News that Fits


March 19, 2015

As fans complete their March Madness bracket sheets for their office pools, many will wonder, if only fleetingly, is this legal?  While we will not opine on the legality of such endeavors in this post, we draw your attention to at least one prosecutor’s office that thinks otherwise.  Fox News reports that a New Jersey man faces criminal prosecution after the pool he managed grew to an $837,000 pot and payouts were being made to the Genovese crime family.  It seems the Know Your Customer rules apply to those running sports brackets as well as banks.

Federal Criminal Law

March 4, 2015


The Washington Post reports how an FBI agent was able to procure drugs to feed his heroin addiction – by skimming them from bags seized as evidence in criminal cases.  Our own Steve Levin is quoted in the article, “It’s shocking that there was such little oversight,” said Steven H. Levin, a private lawyer in Baltimore with 10 years’ experience as a federal prosecutor. “It’s something you would expect to see on a made-for-TV movie. . . . You’re thinking, there is no way that could ever happen. And that’s what happened.”

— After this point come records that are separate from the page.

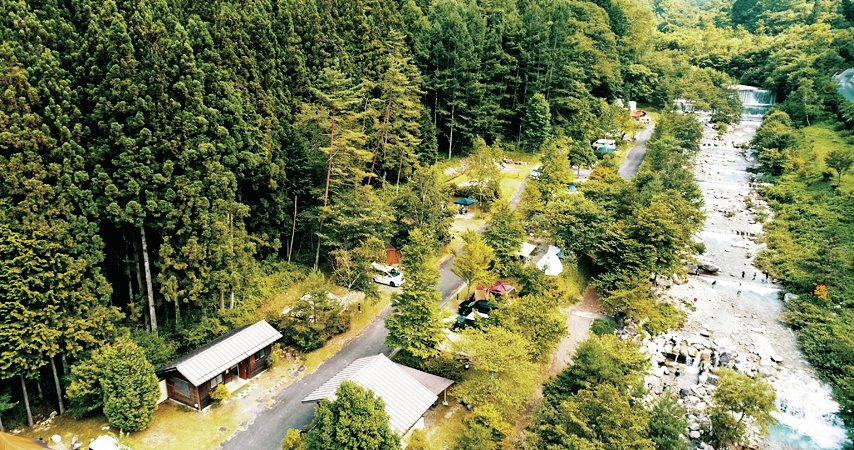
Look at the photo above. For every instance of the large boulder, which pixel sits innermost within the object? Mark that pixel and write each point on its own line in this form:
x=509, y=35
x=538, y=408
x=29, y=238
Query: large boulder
x=709, y=268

In a related story, “Man Figures He Has 2 More Bites of Roommate’s Leftovers Before It’s Noticeable.

International Criminal Law


February 20, 2015

Here at Levin & Curlett, we keep an eye on the global tumult that may lead to international criminal proceedings in The Hague, whether before the International Criminal Court of one of the ad hoc Tribunals.

Of late, our attention, as well as the world at large, has been focused on the Islamic State (or ISIL, or ISIS, or Da’esh, depending on whom you ask).  This week the United Nations Security Counsel expressly condemned the murder of 21 Egyptian Coptic Christians in Libya.  “The members of the Council further emphasized that such ‘continued acts of barbarism perpetrated’ by ISIL do not intimidate them but rather stiffen their resolve that there has to be a common effort amongst Governments and institutions, including those in the region most affected, ‘to counter ISIL, Ansar Al Sharia entities…and all other…entities associated with Al-Qaida,’ as the Council resolved in its resolutions 2170 (2014) and 2199 (2015), adopted just last week.” Secretary General Ban Ki-Moon also condemned the actions.

Whether through military engagement or the mechanism of international criminal justice, or both, the threat must be checked.



February 17, 2015

Lance Armstrong loses $10 million arbitration ruling.

The New York Times reports that an arbitration panel has ordered the cyclist to pay $10 million in a fraud dispute with SCA Promotions citing an “unparalleled pageant of perjury, fraud and conspiracy” related to the cover-up of Armstrong’s use of performance enhancing drugs.  Armstrong’s lawyer stated that the ruling is “contrary to Texas law” and predicted it would be overturned in court.  Such confidence is, in all likelihood, misplaced.  Courts routinely uphold awards even when the law is misapplied by arbitrators.  The standard to throw out an arbitration award requires the panel to have acted “in manifest disregard of the law.”  That standard is rarely met.  If I were a betting man, I’d wager Armstrong eventually writes the check.

Public Corruption

February 16, 2015


Judge Alex Kozinski of the U.S. 9th Circuit Court of Appeals has spoken of an “epidemic” of prosecutorial misconduct in California.

Both the New York Times and the Los Angeles Times have published editorials since yesterday calling for legal reform that will allow prosecutors to be held accountable for misconduct.

Further illustrating the widespread and pervasive nature of corruption in the criminal justice system, on Saturday the Baltimore Sun’s Mark Puente published an article examining how a criminal case can fall apart when the police are, shall we say, less than truthful in their affidavits submitted to courts in support of search warrants.